One of Florida's longest-tenured public golf courses has become a battleground in the ongoing debate over the potency of today's golf club and ball.
Lake Worth Beach Golf Course was originally laid out in 1926 by William Langford and Theodore Moreau, so it is celebrating its centenary anniversary this year. Located in the heart of Palm Beach County, one of America's hottest markets, it represents one of the most affordable area golf options for locals and visitors. Its slender, sporty routing measures slightly more than 6,000 yards on barely 100 acres, occupying a north-south-oriented rectangle between neighborhoods and the Intracoastal Waterway separating mainland Florida from the upscale beach community of Palm Beach.
It is not a big ballpark, and it never will be, but for a century it has satisfied local golfers. One of its toughest holes on the course ever since a 1948 redesign by famed midcentury-modern architect Dick Wilson has been the 3rd, a 401-yard par 4 that is the number 3-handicap hole per the scorecard. A skinny fairway snakes between a pond on the left and a bunker, the course's western boundary and the local Parrot Cove neighborhood on the right.
Neighbors have raised their voices in frustration about golf balls leaving the property and ending up on their roofs and in their yards. A June 2025 article from local non-profit outlet Stet News details a struggle between the course, the city and its residents resulting in a plan to adjust the design of the hole for the future. The first step was to radically shorten the hole by 220 yards on a temporary basis, converting it to a 180-yard par 3 to the current green while the city reworked the main tee area, angling the tee box to the left, more towards the interior of the course property. Trees have also been planted along the right side, further encouraging play away from the homes, towards the interior of the property and the aforementioned lake. In this configuration, the hole would play about 380 yards, though local golfers remain concerned that this solution will be declared insufficient and the hole will be permanently shortened to a par 3.

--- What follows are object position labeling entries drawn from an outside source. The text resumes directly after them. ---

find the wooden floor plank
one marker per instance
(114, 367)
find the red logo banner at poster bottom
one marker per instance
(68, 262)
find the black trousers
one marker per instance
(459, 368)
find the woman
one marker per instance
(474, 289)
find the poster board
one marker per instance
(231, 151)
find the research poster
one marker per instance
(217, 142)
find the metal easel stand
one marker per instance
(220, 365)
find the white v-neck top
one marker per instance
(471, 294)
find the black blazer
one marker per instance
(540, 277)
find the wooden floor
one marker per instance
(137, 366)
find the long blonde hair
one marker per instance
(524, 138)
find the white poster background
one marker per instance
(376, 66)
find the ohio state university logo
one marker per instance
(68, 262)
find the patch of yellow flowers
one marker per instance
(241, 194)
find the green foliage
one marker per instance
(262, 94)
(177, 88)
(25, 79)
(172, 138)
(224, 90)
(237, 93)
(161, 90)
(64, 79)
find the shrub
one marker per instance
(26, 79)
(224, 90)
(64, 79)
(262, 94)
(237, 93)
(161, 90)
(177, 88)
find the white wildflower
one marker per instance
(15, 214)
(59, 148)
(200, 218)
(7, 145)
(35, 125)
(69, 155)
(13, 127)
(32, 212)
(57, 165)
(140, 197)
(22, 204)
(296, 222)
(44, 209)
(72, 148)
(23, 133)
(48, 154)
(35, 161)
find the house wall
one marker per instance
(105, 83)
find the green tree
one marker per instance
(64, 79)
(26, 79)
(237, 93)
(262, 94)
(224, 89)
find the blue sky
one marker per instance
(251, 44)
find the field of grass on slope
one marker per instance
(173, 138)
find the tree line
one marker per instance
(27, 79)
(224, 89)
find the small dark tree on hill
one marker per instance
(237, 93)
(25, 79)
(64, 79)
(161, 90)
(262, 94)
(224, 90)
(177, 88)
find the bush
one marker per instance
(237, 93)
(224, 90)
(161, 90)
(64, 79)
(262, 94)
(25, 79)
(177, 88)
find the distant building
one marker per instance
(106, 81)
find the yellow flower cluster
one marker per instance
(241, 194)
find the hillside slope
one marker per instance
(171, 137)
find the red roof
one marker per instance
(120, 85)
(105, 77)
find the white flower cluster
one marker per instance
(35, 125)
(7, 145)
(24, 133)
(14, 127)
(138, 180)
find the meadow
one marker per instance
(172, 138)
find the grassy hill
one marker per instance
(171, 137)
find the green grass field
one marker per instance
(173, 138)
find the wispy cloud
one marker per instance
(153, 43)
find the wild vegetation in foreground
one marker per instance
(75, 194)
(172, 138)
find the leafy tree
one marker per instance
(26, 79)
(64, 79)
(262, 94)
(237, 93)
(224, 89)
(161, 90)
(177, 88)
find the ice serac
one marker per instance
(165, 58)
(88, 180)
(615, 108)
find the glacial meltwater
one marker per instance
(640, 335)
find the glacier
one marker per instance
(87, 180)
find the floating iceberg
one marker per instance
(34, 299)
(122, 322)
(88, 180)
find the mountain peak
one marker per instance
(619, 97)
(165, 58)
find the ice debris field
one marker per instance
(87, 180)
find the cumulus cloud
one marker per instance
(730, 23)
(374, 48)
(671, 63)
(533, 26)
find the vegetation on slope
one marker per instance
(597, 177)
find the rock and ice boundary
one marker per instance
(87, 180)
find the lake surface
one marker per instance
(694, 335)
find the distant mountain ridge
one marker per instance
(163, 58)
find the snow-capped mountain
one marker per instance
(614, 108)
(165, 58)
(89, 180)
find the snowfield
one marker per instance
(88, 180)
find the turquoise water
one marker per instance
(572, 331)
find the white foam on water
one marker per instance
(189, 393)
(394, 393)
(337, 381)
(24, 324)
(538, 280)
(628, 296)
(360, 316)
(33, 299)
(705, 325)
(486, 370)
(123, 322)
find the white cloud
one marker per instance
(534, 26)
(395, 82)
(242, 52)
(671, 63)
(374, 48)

Whatever happens, Lake Worth Beach's third hole becomes another counterpoint to the narrative that golf equipment evolution is only a problem for elite players. A 6,000-yard muni on tight property is not hosting big-time professional golf anytime soon; it is a public amenity. Neither Langford & Moreau nor Dick Wilson, nor the town council who supported the original building of the course, had a reasonable expectation that more and more golf balls would leave the property with each passing year, leading to ever greater tension with the surrounding community.
Golf course property boundaries an increasingly contentious issue
Less than three miles north of Lake Worth Beach Golf Course, The Park West Palm, the $50-million municipal facility built over the dilapidated former West Palm Beach Golf Club and quickly regarded as one of South Florida's best accessible golf facilities, had its own issues with neighbors. Less than two months after formally reopening in the spring of 2023, the course abruptly closed its driving range after nearby homes began taking fire from errant practice shots. The Park doubled the height of the netting along the right side of the range from 75 to 150 feet after a months-long closure.
The USGA and R&A recently announced that they would be delaying the implementation of stricter golf ball testing procedures until 2030, up from an anticipated start date of January 1, 2028 for pros (2030 for all golfers). Between now and then, it seems inevitable that more golf courses will have to reckon with the effects of ever-increasing hitting distances. The City of Lake Worth Beach has spent thousands of dollars in an effort to mitigate errant golf balls on its third hole, while The Park had to pay for extra netting. No word on whether any of those required funds have been donated by the leading golf equipment manufacturers.